An important limitation: EEG detects electrical activity from the cerebral cortex, the brain’s outer layer responsible for consciousness, thought, and sensory processing. It does not reliably detect activity from the brainstem, the deeper structure that controls breathing, heart rate, and basic reflexes. This creates a gap. In the United States, legal death by neurologic criteria requires irreversible loss of all brain function, including the brainstem. In the United Kingdom and some other countries, the standard focuses specifically on brainstem death.

This distinction matters because rare cases exist where the brainstem is destroyed while the cortex retains some electrical activity. In one documented case, a patient who met clinical criteria for brainstem death still had well-preserved EEG activity, though the brain waves showed no response to external stimulation. The cortex was still firing, but the brainstem was gone. That patient was dead by brainstem criteria but would not have had a flat EEG.

The reverse is also possible in theory: a flat EEG with some residual brainstem function. This is one reason EEG alone has never been sufficient to declare brain death.

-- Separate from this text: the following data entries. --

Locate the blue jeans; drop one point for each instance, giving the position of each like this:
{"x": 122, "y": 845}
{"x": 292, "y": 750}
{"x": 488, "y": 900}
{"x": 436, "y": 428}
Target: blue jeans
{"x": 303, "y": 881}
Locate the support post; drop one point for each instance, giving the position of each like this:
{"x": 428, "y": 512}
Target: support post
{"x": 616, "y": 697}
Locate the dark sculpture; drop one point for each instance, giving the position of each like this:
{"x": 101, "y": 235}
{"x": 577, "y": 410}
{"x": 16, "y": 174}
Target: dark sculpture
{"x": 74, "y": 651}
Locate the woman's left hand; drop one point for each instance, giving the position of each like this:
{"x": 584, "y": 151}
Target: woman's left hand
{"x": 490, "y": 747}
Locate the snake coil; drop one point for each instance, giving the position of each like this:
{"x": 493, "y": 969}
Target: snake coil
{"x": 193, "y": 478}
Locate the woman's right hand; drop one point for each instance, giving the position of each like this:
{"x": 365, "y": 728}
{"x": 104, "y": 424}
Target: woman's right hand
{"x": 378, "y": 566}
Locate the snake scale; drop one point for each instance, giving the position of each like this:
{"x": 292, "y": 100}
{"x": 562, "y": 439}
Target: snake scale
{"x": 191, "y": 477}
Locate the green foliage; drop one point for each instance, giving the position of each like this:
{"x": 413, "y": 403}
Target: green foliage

EEG’s Changing Role in Brain Death Determination

Brain death is fundamentally a clinical diagnosis. Doctors confirm it through a series of bedside tests: checking for any response to pain, testing brainstem reflexes like pupil reactions and the gag reflex, and performing an apnea test to see if the patient makes any effort to breathe when taken off the ventilator. Ancillary tests like EEG have historically been used to support the clinical exam, not replace it.

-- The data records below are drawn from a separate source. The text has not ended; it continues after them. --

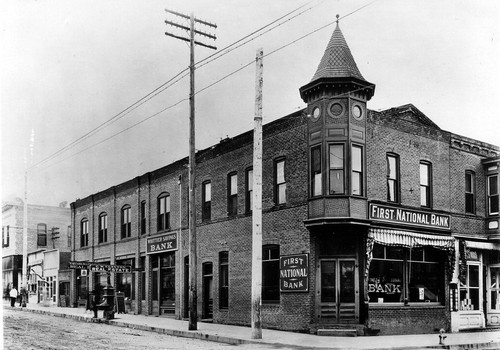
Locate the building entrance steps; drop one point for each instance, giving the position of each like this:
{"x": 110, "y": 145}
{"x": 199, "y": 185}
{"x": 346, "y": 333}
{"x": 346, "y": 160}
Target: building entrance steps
{"x": 242, "y": 335}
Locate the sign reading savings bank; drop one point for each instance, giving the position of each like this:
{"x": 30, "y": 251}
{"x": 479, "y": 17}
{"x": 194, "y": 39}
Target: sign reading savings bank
{"x": 161, "y": 244}
{"x": 294, "y": 273}
{"x": 410, "y": 217}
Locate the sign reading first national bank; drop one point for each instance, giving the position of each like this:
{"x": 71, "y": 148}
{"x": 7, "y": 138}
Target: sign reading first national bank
{"x": 162, "y": 244}
{"x": 410, "y": 217}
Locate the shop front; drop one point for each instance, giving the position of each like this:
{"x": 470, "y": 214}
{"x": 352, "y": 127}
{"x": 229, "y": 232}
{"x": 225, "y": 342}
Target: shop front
{"x": 161, "y": 252}
{"x": 410, "y": 259}
{"x": 476, "y": 302}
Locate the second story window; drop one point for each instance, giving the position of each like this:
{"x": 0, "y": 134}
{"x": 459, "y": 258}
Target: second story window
{"x": 41, "y": 235}
{"x": 316, "y": 177}
{"x": 279, "y": 182}
{"x": 336, "y": 170}
{"x": 357, "y": 170}
{"x": 493, "y": 195}
{"x": 232, "y": 194}
{"x": 103, "y": 228}
{"x": 126, "y": 222}
{"x": 470, "y": 192}
{"x": 206, "y": 200}
{"x": 249, "y": 190}
{"x": 143, "y": 217}
{"x": 163, "y": 212}
{"x": 425, "y": 184}
{"x": 84, "y": 233}
{"x": 5, "y": 236}
{"x": 223, "y": 280}
{"x": 392, "y": 178}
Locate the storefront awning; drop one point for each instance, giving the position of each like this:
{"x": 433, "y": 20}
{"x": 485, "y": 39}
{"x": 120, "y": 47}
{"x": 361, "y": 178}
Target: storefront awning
{"x": 409, "y": 239}
{"x": 483, "y": 245}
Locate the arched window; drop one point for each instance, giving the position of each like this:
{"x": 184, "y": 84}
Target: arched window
{"x": 393, "y": 178}
{"x": 103, "y": 228}
{"x": 126, "y": 221}
{"x": 163, "y": 212}
{"x": 425, "y": 184}
{"x": 84, "y": 233}
{"x": 41, "y": 235}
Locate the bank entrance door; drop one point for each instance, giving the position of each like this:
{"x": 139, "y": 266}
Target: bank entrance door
{"x": 338, "y": 296}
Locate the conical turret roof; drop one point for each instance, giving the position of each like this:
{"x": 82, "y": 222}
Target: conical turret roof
{"x": 337, "y": 61}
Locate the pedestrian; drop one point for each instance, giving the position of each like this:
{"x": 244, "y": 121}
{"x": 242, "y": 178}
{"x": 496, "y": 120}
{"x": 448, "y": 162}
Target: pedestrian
{"x": 13, "y": 296}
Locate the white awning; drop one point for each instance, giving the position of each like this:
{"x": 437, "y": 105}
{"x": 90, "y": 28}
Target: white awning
{"x": 483, "y": 245}
{"x": 410, "y": 239}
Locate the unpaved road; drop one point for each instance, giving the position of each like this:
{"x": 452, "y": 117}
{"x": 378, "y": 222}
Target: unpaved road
{"x": 27, "y": 331}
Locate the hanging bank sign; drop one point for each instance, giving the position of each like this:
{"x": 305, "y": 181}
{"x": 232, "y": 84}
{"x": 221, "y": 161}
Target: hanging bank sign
{"x": 407, "y": 216}
{"x": 294, "y": 273}
{"x": 161, "y": 244}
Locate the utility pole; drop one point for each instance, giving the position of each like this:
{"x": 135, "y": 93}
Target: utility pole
{"x": 257, "y": 203}
{"x": 193, "y": 315}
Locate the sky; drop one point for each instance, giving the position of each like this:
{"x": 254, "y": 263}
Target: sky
{"x": 69, "y": 69}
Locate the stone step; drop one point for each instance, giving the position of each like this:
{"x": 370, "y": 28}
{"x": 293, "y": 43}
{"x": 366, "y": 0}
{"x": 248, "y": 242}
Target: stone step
{"x": 340, "y": 332}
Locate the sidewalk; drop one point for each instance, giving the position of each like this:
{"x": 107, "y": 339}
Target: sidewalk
{"x": 242, "y": 335}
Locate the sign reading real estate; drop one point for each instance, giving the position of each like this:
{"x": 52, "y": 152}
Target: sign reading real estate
{"x": 294, "y": 273}
{"x": 407, "y": 216}
{"x": 161, "y": 244}
{"x": 86, "y": 265}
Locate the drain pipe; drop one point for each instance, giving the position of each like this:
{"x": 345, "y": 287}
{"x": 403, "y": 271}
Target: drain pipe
{"x": 442, "y": 337}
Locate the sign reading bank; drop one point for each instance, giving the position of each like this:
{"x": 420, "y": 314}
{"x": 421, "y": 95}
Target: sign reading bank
{"x": 410, "y": 217}
{"x": 161, "y": 244}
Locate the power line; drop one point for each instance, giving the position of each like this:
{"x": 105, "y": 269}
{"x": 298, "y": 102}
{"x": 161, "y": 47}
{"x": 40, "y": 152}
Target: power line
{"x": 163, "y": 88}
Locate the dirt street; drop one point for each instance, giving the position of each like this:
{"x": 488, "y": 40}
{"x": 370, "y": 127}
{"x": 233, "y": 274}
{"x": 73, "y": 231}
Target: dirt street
{"x": 27, "y": 330}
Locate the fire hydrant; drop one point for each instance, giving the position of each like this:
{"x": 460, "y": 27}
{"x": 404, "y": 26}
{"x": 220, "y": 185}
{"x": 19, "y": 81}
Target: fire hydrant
{"x": 442, "y": 337}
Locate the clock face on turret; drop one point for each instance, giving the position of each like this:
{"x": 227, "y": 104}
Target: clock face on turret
{"x": 357, "y": 112}
{"x": 316, "y": 112}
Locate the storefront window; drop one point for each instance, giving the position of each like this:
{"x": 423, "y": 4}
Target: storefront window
{"x": 495, "y": 288}
{"x": 400, "y": 274}
{"x": 469, "y": 291}
{"x": 125, "y": 281}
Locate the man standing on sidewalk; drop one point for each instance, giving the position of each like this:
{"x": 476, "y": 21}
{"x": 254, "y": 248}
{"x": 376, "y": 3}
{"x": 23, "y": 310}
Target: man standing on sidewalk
{"x": 13, "y": 296}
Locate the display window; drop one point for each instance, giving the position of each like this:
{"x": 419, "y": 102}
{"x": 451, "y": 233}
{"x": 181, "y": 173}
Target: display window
{"x": 404, "y": 275}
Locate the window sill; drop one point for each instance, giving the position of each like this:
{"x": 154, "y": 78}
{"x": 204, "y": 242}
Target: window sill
{"x": 402, "y": 305}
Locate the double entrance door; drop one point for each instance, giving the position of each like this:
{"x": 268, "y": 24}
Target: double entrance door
{"x": 338, "y": 291}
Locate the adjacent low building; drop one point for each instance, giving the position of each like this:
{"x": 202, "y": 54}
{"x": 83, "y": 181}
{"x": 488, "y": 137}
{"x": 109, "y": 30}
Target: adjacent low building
{"x": 48, "y": 235}
{"x": 373, "y": 221}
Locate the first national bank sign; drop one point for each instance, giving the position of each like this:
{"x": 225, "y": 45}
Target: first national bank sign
{"x": 409, "y": 217}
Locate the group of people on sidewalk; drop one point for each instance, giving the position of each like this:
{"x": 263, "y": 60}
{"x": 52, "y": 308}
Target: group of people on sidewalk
{"x": 14, "y": 294}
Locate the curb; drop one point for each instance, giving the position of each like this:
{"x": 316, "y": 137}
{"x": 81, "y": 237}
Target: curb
{"x": 238, "y": 341}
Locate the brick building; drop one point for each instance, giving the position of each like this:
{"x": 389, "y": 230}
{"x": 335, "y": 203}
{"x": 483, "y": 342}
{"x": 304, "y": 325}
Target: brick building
{"x": 48, "y": 230}
{"x": 372, "y": 221}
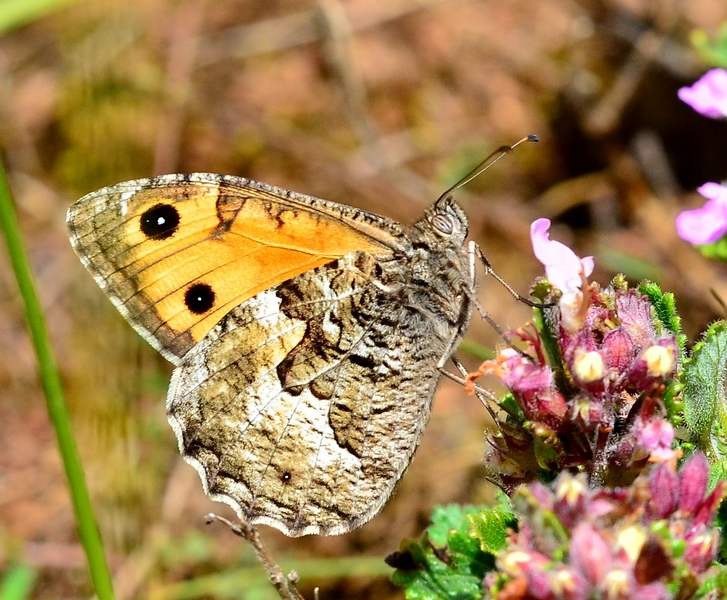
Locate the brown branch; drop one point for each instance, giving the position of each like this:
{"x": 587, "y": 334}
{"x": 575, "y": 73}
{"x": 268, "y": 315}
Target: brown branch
{"x": 285, "y": 585}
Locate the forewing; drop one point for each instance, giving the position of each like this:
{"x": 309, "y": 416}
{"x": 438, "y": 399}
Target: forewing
{"x": 176, "y": 253}
{"x": 303, "y": 406}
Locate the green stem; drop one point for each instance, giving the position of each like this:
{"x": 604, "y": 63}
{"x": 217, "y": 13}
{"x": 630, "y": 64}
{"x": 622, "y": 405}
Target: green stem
{"x": 50, "y": 380}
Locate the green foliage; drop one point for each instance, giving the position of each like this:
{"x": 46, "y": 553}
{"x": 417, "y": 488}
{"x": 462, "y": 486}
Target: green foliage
{"x": 14, "y": 13}
{"x": 453, "y": 555}
{"x": 665, "y": 308}
{"x": 712, "y": 51}
{"x": 17, "y": 582}
{"x": 717, "y": 250}
{"x": 705, "y": 404}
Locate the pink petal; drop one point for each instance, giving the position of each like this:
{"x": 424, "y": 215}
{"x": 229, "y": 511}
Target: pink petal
{"x": 563, "y": 268}
{"x": 708, "y": 95}
{"x": 703, "y": 225}
{"x": 714, "y": 191}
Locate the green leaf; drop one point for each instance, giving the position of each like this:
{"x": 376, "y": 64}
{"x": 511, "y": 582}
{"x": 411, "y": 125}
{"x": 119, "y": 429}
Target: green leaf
{"x": 703, "y": 377}
{"x": 664, "y": 306}
{"x": 447, "y": 562}
{"x": 14, "y": 13}
{"x": 713, "y": 52}
{"x": 491, "y": 526}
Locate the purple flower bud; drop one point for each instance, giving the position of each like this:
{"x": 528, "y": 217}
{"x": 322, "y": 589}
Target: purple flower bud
{"x": 702, "y": 550}
{"x": 569, "y": 585}
{"x": 693, "y": 478}
{"x": 708, "y": 95}
{"x": 618, "y": 350}
{"x": 590, "y": 554}
{"x": 656, "y": 436}
{"x": 664, "y": 485}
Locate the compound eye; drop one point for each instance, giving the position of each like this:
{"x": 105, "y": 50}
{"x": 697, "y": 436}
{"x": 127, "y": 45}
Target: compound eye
{"x": 443, "y": 224}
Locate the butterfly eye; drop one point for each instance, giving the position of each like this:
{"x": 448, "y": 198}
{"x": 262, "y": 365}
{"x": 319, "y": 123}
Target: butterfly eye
{"x": 443, "y": 224}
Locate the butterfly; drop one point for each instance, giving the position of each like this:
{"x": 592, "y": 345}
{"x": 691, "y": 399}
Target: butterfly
{"x": 307, "y": 336}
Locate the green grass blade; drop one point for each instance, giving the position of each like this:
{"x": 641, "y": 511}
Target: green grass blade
{"x": 14, "y": 13}
{"x": 50, "y": 380}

For decades, the American Academy of Neurology listed EEG as an acceptable ancillary test. That changed in 2023. The updated consensus guideline from the AAN, the American Academy of Pediatrics, the Child Neurology Society, and the Society of Critical Care Medicine now classifies EEG as an unacceptable test for confirming brain death in both adults and children. The reclassification reflects the limitations described above: EEG misses brainstem activity, and certain reversible conditions can produce a falsely flat recording.

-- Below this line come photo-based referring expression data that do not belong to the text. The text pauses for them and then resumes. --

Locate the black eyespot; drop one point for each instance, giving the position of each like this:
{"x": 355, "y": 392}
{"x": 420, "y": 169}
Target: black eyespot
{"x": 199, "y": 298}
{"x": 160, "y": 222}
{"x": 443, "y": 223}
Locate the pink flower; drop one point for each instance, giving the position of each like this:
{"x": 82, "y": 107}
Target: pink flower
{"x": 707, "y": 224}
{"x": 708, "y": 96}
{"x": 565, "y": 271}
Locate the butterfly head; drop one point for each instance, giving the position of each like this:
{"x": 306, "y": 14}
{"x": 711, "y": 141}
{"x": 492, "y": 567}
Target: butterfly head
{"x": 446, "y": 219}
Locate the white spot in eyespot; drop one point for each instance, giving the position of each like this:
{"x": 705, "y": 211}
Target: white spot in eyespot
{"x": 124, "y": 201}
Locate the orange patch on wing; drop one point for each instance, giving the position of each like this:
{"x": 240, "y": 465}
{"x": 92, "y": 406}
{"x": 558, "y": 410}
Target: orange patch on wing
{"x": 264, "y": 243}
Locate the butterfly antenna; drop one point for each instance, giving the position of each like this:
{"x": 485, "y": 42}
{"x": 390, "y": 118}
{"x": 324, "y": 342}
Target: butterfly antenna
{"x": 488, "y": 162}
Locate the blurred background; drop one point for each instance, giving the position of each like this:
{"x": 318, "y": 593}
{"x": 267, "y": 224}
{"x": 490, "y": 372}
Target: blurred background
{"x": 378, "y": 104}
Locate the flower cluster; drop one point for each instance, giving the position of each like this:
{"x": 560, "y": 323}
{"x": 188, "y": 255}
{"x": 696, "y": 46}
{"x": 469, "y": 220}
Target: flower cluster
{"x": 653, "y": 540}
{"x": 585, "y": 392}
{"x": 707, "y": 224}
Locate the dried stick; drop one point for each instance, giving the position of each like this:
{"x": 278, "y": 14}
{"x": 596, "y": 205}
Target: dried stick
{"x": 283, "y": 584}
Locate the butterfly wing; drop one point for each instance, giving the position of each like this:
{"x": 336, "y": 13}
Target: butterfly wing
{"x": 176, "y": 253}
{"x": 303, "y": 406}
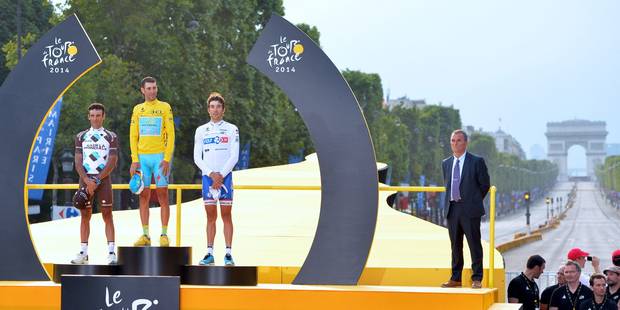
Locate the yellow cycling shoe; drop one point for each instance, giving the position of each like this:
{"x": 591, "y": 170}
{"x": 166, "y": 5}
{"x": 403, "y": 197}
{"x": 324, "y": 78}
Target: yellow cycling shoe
{"x": 163, "y": 240}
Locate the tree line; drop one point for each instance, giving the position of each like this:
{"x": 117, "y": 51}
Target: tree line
{"x": 196, "y": 47}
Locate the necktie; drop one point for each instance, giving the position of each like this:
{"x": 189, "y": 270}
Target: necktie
{"x": 456, "y": 182}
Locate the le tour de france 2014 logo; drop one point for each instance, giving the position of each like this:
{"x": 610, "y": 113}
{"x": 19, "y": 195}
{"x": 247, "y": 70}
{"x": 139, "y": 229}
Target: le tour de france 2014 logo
{"x": 283, "y": 56}
{"x": 58, "y": 56}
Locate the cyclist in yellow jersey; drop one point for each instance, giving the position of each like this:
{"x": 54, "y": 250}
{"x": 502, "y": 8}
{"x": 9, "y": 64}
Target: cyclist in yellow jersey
{"x": 151, "y": 137}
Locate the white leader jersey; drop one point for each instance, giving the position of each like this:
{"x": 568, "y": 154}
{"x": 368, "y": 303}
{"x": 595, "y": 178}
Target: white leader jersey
{"x": 216, "y": 147}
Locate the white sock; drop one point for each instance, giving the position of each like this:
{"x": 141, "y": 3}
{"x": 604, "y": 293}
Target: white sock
{"x": 84, "y": 248}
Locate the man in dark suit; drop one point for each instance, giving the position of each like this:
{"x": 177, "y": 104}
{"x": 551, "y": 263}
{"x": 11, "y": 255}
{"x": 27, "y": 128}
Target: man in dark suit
{"x": 467, "y": 182}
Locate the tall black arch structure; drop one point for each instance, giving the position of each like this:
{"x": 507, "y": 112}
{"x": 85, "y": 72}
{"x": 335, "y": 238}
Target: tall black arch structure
{"x": 349, "y": 182}
{"x": 50, "y": 67}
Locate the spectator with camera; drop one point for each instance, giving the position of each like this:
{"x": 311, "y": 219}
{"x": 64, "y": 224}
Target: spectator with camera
{"x": 580, "y": 257}
{"x": 615, "y": 257}
{"x": 599, "y": 300}
{"x": 523, "y": 289}
{"x": 545, "y": 297}
{"x": 574, "y": 293}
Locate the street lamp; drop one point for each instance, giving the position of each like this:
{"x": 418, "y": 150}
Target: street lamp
{"x": 19, "y": 29}
{"x": 526, "y": 197}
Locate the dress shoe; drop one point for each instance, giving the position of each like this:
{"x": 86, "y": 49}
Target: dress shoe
{"x": 451, "y": 283}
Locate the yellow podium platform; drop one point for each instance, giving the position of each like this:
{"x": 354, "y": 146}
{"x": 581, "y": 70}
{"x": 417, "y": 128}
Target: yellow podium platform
{"x": 46, "y": 296}
{"x": 274, "y": 230}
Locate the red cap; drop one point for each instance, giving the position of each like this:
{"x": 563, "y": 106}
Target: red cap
{"x": 576, "y": 253}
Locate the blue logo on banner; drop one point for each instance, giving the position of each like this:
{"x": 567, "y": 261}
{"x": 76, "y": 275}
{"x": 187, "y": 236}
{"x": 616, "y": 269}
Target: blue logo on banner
{"x": 244, "y": 158}
{"x": 41, "y": 155}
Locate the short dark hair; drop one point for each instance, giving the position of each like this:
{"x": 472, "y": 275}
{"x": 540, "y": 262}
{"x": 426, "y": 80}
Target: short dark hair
{"x": 148, "y": 79}
{"x": 461, "y": 131}
{"x": 535, "y": 260}
{"x": 596, "y": 276}
{"x": 573, "y": 263}
{"x": 96, "y": 106}
{"x": 215, "y": 96}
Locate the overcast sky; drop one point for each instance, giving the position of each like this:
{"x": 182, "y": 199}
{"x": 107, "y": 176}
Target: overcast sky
{"x": 525, "y": 62}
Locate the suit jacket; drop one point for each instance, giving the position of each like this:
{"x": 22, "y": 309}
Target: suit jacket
{"x": 475, "y": 184}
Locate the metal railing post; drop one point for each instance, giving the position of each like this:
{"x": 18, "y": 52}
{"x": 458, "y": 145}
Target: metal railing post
{"x": 491, "y": 282}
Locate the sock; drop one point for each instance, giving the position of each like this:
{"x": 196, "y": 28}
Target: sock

Conditions That Can Mimic a Flat EEG

A flat EEG does not always mean brain death, which is one reason the test fell out of favor. Several reversible conditions can temporarily silence the brain’s electrical output. The most well-documented culprits are sedative drugs. Barbiturates, methaqualone, diazepam (a common anti-anxiety medication), meprobamate, and certain industrial solvents have all been reported to produce isoelectric EEG periods. A patient in a deep barbiturate coma can have a completely flat trace and still recover fully once the drug clears their system.

Severe hypothermia is another classic mimic. When core body temperature drops low enough, brain metabolism slows to a point where electrical activity becomes undetectable. This is why protocols require that body temperature be above a minimum threshold before any brain death testing proceeds. The old clinical adage holds: “nobody is dead until they are warm and dead.”

Severe metabolic disturbances, such as extreme electrolyte imbalances or organ failure producing toxic buildup in the blood, can also suppress EEG activity to near-isoelectric levels. All of these conditions must be identified and corrected before anyone interprets a flat EEG as evidence of irreversible brain damage.

What the Flat Line Actually Means

If you’ve seen a brain death EEG, whether in a medical setting or in images online, the visual impression is stark. Channels that should be filled with rolling waves show only a thin, nearly motionless line, occasionally interrupted by the small rhythmic bump of a heartbeat artifact. It looks like silence rendered on paper or screen. At the technical level, it represents a cortex that has stopped producing coordinated electrical signals, the same signals that generate every thought, perception, and moment of awareness in a functioning brain.

Despite its visual power, that flat line is no longer considered definitive proof of brain death on its own. It remains a piece of the puzzle, used in some countries and in some clinical situations, but the 2023 U.S. guidelines reflect a consensus that blood flow studies and clinical exams are more reliable tools for confirming that the entire brain, cortex and brainstem alike, has permanently ceased to function.